I recently received this below from a brother in Christ, my friend Owen Hughes of South Africa. It is an Extract taken from an article by Pastor Kevin J. Sadler in “The Berean Searchlight,” Berean Bible Society. www.bereanbiblesociety.

It begins with this story.

“It was advertised that the devil was going to put his tools up for sale. On the date of the sale the tools were placed for public inspection, each being marked with a sale price. There were a treacherous lot of implements: Hatred. Envy. Jealousy. Doubt. Lying. Pride.

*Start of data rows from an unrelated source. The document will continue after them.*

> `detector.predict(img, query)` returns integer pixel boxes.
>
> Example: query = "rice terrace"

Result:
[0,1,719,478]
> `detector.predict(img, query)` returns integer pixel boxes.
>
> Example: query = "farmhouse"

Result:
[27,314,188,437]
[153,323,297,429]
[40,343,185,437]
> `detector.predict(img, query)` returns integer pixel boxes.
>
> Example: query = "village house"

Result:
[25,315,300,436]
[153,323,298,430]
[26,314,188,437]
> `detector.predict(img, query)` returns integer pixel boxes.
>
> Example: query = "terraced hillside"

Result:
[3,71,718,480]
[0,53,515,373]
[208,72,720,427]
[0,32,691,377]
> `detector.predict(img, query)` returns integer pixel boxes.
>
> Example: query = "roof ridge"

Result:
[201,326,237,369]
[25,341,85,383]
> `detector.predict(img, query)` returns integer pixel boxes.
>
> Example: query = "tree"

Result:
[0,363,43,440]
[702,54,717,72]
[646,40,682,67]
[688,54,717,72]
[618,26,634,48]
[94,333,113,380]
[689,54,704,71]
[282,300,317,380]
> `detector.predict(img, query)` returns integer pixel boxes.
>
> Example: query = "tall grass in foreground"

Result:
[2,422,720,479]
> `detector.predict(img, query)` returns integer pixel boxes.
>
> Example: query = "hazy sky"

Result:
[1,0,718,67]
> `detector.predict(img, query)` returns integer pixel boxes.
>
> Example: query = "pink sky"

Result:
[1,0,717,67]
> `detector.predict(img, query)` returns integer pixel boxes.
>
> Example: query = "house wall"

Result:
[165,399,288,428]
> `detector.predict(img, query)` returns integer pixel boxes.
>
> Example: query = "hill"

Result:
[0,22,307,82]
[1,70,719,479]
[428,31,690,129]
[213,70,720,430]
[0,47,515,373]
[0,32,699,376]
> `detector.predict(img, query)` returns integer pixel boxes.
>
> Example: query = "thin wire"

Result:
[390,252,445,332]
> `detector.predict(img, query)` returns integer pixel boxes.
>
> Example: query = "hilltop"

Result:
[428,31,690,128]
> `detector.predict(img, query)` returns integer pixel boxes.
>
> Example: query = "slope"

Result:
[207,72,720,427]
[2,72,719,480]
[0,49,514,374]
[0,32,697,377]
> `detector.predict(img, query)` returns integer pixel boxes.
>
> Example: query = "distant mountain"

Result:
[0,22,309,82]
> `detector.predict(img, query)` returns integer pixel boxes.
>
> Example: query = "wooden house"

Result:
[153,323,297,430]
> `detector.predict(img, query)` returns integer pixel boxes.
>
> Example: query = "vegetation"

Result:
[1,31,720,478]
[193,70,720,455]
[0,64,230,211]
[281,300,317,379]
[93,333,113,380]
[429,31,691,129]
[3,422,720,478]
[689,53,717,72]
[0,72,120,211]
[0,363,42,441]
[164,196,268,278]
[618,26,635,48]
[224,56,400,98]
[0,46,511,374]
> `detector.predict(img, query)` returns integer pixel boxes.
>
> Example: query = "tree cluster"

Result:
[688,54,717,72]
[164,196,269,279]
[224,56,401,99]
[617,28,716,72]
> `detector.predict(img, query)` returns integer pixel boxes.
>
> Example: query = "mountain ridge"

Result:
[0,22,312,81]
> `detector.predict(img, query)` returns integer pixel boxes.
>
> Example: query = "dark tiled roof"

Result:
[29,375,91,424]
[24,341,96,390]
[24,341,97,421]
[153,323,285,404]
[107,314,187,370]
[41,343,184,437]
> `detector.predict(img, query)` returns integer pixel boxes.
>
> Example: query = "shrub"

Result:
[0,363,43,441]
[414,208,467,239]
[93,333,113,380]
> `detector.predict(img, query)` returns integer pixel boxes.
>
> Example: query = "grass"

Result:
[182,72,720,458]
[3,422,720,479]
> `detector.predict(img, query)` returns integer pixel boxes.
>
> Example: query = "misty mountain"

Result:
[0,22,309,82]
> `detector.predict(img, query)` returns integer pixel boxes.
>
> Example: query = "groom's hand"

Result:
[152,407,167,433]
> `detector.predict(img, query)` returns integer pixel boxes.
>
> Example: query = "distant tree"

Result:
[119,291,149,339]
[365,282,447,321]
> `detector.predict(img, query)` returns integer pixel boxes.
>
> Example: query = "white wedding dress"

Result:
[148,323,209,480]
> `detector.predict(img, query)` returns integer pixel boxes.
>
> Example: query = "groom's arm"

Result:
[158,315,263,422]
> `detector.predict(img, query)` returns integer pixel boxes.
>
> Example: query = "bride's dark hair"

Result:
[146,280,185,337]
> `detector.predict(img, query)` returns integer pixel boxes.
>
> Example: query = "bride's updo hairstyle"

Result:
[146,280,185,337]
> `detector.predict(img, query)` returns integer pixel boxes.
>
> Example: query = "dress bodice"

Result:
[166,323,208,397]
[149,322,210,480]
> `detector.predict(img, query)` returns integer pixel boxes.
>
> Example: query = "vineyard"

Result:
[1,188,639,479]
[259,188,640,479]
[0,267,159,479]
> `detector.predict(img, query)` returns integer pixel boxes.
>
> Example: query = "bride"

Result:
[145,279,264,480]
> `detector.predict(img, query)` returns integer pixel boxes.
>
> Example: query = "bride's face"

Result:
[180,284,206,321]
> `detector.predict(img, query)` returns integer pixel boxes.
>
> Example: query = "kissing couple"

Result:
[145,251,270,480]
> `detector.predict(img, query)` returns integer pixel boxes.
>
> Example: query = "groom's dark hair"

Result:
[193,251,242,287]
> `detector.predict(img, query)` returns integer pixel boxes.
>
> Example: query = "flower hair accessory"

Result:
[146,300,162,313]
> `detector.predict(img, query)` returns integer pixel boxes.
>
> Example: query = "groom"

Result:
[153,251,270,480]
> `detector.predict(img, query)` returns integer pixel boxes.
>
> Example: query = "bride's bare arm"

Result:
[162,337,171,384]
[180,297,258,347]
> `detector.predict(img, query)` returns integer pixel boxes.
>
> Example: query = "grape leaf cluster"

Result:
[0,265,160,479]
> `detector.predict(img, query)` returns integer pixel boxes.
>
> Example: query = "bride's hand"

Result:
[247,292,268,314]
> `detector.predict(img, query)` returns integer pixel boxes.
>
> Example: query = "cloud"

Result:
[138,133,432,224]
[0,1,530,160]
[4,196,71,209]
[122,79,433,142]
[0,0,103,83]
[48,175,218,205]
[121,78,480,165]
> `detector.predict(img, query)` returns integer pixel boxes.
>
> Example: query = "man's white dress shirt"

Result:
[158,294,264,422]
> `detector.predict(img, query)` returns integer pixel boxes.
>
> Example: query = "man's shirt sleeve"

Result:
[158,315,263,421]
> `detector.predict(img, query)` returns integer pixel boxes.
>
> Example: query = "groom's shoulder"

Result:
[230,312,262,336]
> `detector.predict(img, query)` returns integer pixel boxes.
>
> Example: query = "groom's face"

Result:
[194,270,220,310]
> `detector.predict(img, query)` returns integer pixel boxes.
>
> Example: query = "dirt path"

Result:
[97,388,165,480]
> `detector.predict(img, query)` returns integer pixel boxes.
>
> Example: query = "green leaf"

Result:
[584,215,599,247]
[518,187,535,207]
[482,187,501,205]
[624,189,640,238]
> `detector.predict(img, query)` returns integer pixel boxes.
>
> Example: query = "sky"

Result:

And so on.

Laid apart from the rest of the pile was a harmless-looking tool, well-worn and priced very high. ‘The name of the tool?’ asked one of the purchasers. ‘Oh,’ said the adversary, ‘that’s Discouragement.’ ‘Why have you priced it so high?’ ‘Because it’s more useful to me than the others. I can pry open and get inside a person’s heart (mind) with that one, when I cannot get near him with other tools. Now once I get inside, I can make him do what I choose. It’s a badly worn tool, because I use it on almost everyone since few people know it belongs to me.’ “The devil’s price for Discouragement was so high, he never sold it. It’s still his major tool, and he still uses it on God’s people today.” (parenthesis added)

There have been many casualties in spiritual warfare due to discouragement. Many have left the ministry because of it. This tool of the devil worked effectively with John Mark (Acts 12:12, 25). He had become discouraged through the hardships experienced on his apostolic journey with Paul and Barnabas.

When they arrived at Perga, John Mark couldn’t take it anymore. The journey had taken the heart out of him. Ministry was tougher than he expected. It was all too much. And he left. Paul and Barnabas continued on without John Mark and completed their first missionary journey.

Later, when Paul and Barnabas made plans to take a second apostolic journey, we learn about a sharp disagreement between them over John Mark (Acts 15:36,41). Mark was willing to go with them again. Barnabas, a man known for his ability to encourage (Acts 4:36), refused to allow his family member to remain a casualty of his past, and he was determined to take Mark along. Paul, on the other hand, felt it would be wrong to take Mark with them because he had “departed from them” and “went not with them to the work” (Acts 15:38).

“And the contention was so sharp between them, that they departed asunder [separately] one from the other: and so Barnabas took Mark, and sailed unto Cyprus” (Acts 15:39).

Later Paul’s attitude toward Mark changed. About ten years earlier, Paul saw him as an unreliable runaway, someone he could not trust to take with him on his second missionary journey. But Mark had changed as a result of time, growth, and maturity in the Lord. Now Paul saw him as a co-worker, one of the hard workers in the gospel ministry. The one-time defector was now listed as an honored part of Paul’s ministry.